The merger happened formally this week and Safran is poised to ditch the brand of Zodiac, founded by an airship pilot and an aristocrat more than a century ago to make air balloons and now one of the biggest manufacturers of aircraft seats.
“I don’t want Safran and ex-Zodiac people. I want everyone to feel part of the Safran group as soon as possible,” Safran CEO Philippe Petitcolin said ahead of Thursday’s investor day.
Safran, itself formed from a 2004 merger that gave rise to several years of internal tensions followed by asset sales, said it was accelerating the operational recovery of Zodiac Aerospace from the repeated production problems that forced it into Safran’s arms earlier this year.
It confirmed a goal of 200 million euros ($228 million) of annual pretax cost savings from the merger by 2022 and said “further upside has been identified”.
Safran also predicted a 50 percent increase in group earnings before interest, tax, depreciation and amortization (EBITDA) for 2018-2022, helping to lift its share price by 4 percent in afternoon trade.
Safran, which co-produces engines for narrowbody jets with General Electric (GE.N), said it was gearing up for a new cycle of research and development, partly driven by a potential mid-market jet being considered by Boeing (BA.N).
Such a project would consume about $1 billion in Safran engine R&D, Finance Director Bernard Delpit told reporters.
The company also pledged “targeted” R&D efforts at Zodiac and a 30 percent increase in broader research and technology spending as it laid out plans for better propulsion aircraft with more electrics and connected cabins, as well as wider use of 3D printing.
It predicted like-for-like revenue percentage growth in mid-single digits over 2019-2022 and a recurring operating margin “trending to a 16-18 percent range” by 2022 after an engine model switch and the recovery of Zodiac’s interiors business.

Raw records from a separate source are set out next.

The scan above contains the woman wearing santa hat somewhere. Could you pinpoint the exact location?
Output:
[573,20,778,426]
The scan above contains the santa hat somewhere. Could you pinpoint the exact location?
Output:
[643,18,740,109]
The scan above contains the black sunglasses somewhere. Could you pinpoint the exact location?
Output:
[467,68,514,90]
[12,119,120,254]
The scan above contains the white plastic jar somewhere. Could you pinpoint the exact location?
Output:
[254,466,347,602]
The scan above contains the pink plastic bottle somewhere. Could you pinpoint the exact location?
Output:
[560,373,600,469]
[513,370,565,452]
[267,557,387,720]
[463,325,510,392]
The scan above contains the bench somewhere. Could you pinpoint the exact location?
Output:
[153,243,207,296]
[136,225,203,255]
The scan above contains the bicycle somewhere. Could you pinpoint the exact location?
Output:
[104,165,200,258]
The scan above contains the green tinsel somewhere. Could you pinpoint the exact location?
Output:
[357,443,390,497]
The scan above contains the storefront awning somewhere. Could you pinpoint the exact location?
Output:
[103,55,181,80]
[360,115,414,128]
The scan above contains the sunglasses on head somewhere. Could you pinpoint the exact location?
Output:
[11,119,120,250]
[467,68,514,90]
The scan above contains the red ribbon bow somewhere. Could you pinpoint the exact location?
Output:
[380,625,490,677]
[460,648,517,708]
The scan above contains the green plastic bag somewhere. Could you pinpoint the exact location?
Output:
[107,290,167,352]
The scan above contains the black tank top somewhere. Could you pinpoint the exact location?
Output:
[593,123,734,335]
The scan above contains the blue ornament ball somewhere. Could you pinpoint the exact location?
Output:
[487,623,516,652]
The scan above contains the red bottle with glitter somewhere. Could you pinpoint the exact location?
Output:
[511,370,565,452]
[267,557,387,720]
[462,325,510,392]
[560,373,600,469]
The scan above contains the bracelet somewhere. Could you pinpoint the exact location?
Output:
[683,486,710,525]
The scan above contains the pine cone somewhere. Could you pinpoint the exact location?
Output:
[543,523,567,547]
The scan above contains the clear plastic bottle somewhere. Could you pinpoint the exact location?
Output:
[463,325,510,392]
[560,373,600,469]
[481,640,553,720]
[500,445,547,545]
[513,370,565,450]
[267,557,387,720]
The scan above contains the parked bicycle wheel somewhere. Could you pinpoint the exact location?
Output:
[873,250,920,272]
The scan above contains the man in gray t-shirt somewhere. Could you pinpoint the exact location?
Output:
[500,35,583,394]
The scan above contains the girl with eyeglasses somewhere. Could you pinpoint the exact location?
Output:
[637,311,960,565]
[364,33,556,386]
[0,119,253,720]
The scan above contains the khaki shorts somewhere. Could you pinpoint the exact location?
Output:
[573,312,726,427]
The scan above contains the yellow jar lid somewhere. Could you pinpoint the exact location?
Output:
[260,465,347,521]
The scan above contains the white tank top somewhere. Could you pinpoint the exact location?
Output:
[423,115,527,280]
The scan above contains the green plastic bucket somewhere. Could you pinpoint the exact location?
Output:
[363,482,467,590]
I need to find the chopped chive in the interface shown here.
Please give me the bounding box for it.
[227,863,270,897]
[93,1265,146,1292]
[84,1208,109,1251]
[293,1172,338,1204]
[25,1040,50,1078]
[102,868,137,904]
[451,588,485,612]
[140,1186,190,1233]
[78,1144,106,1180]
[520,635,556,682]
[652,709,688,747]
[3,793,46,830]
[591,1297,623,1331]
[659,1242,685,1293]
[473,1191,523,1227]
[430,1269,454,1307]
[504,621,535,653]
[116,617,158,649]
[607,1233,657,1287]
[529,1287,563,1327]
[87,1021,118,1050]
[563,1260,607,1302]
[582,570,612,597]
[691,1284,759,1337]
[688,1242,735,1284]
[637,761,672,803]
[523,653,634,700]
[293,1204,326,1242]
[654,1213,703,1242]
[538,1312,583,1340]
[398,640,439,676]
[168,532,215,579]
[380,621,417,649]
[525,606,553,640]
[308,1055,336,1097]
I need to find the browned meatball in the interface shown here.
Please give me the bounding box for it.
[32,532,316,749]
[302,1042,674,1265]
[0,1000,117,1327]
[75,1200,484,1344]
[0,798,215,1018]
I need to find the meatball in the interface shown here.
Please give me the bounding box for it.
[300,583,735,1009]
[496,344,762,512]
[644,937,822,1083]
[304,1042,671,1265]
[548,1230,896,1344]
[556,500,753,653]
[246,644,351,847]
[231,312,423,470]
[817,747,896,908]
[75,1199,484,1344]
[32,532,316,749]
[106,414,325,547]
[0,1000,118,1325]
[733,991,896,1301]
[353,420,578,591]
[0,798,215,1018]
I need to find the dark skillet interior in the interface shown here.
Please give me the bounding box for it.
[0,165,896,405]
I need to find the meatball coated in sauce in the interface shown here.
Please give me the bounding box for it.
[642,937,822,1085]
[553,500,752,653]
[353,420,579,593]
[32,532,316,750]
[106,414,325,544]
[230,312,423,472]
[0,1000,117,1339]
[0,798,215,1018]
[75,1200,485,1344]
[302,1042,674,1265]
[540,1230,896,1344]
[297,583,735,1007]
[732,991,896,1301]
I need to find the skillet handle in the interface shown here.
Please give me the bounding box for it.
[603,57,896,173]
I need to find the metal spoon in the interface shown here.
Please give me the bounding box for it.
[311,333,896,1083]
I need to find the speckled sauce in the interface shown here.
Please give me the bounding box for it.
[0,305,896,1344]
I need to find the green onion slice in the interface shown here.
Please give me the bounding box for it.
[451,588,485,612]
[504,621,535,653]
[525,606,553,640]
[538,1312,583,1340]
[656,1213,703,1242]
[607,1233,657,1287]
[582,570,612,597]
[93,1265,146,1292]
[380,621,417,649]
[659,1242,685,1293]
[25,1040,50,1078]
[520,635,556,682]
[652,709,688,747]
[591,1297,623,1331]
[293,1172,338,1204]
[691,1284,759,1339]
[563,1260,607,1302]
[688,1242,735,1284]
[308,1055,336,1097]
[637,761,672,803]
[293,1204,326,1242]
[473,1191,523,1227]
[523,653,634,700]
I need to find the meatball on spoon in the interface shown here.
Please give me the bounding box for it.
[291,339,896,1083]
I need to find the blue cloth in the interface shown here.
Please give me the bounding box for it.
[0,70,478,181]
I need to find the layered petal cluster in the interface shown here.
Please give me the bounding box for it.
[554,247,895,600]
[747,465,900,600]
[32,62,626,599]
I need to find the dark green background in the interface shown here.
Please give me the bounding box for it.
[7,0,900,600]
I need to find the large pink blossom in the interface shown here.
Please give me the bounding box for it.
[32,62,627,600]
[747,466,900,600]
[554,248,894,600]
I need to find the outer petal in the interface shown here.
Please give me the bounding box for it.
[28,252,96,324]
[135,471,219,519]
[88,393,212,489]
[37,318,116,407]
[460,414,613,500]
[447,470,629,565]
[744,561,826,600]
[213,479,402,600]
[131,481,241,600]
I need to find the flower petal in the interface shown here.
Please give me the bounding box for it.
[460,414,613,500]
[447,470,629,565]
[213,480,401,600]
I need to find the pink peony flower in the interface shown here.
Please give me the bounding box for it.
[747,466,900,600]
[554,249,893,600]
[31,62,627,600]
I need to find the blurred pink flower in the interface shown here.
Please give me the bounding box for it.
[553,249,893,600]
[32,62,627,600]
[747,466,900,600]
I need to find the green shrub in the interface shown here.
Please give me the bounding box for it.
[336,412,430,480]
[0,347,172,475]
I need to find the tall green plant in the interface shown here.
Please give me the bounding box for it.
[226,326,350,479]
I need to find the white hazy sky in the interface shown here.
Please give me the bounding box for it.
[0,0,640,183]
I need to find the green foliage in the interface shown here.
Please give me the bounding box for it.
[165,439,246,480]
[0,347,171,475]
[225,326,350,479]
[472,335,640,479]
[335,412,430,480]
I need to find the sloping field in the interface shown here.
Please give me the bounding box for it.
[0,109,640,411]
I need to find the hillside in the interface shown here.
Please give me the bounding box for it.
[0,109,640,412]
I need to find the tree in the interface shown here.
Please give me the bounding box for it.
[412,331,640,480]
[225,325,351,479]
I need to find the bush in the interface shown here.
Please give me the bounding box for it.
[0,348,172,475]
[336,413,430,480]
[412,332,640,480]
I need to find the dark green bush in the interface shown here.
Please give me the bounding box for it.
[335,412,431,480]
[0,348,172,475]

Safran achieved a 14.6 percent margin in the first half.
The company plans to invest in more maintenance and repair activities as it relies more heavily on power-by-the-hour contracts for its new ‘LEAP’ engine, underpinning a forecast of high single-digit growth in civil aftermarket sales for 2018-22.
It reaffirmed delivery targets for the engine that powers the latest generation of Boeing 737 jets and some Airbus A320s.